The secretary paled and handed him a stapled packet of papers. “Here, but you must promise you won’t bother the guests. Particularly—” She broke off. “Just don’t bother them.”
“I won’t bother them. They all love me.” Barry scanned the columns. Good grief. A cast of thousands.
“Here, Barry.” Paula supplemented the list with one of her signature peach pieces of paper. “The official wedding schedule.

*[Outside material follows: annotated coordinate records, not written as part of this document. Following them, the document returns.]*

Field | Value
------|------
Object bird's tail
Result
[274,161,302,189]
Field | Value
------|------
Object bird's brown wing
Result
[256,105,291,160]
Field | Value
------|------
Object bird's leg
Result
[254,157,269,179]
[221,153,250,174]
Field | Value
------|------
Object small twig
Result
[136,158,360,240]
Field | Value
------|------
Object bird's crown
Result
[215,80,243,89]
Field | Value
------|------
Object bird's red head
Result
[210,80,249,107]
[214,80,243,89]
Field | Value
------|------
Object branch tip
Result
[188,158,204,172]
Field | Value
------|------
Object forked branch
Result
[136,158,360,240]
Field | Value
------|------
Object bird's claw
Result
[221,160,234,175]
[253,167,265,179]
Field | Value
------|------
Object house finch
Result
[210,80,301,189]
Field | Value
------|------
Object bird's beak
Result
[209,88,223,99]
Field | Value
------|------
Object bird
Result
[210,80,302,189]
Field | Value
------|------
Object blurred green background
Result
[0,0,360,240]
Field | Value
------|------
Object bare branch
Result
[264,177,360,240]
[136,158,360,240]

Subject to change.”
Barry studied the timeline. “Rehearsal begins promptly at noon.” He looked at his watch, then made a note. “Guess it’s going to be impromptly.”
“We’re waiting on the matron of honor.” Paula gave him a tight-lipped smile. “She’s pregnant and isn’t feeling well at the moment.” She glanced through the sanctuary door at the milling bridesmaids and sucked air through her teeth. “And it appears the best man is running behind schedule.”
“No prob.” Barry widened his smile to reassure her that he wouldn’t write anything sarcastic because he knew Paula, and he liked her. She fed him information that was ninety-five percent correct, and she was fun after a couple of post-wedding martinis. Since she was married, he could flirt and she wouldn’t take him seriously. Which was good, because he never meant his flirting to be taken seriously.
Barry slipped into one of the back pews and surveyed the scene at the front of the church. The bridesmaids, minus the country cousin who didn’t seem to be there, all wore the urban style of short skirts and tiny belly shirts, along with the mother-of-pearl white high-heeled shoes they’d wear tomorrow. Very excellent fashion choices.
Barry allowed himself several moments to enjoy the sight, prayed for Vera Wang silk tomorrow, then scanned the guest list.
The names weren’t in alphabetical order but were helpfully arranged by reception seating order. And in spite of what he’d told the secretary, Barry was very discreet. Otherwise, these people would never talk to him and he’d have to hang around parties to which he’d never be invited on his own. Which was exactly how he’d spent his childhood when he’d tagged along after his older sisters.
Most of the names on the seating chart were familiar to him. The Dallas old guard would be out in force tomorrow. Barry was struck by the number of the older generation who planned to attend. And then his attention was caught and held by one name—Donald Galloway. Congressman Donald Galloway.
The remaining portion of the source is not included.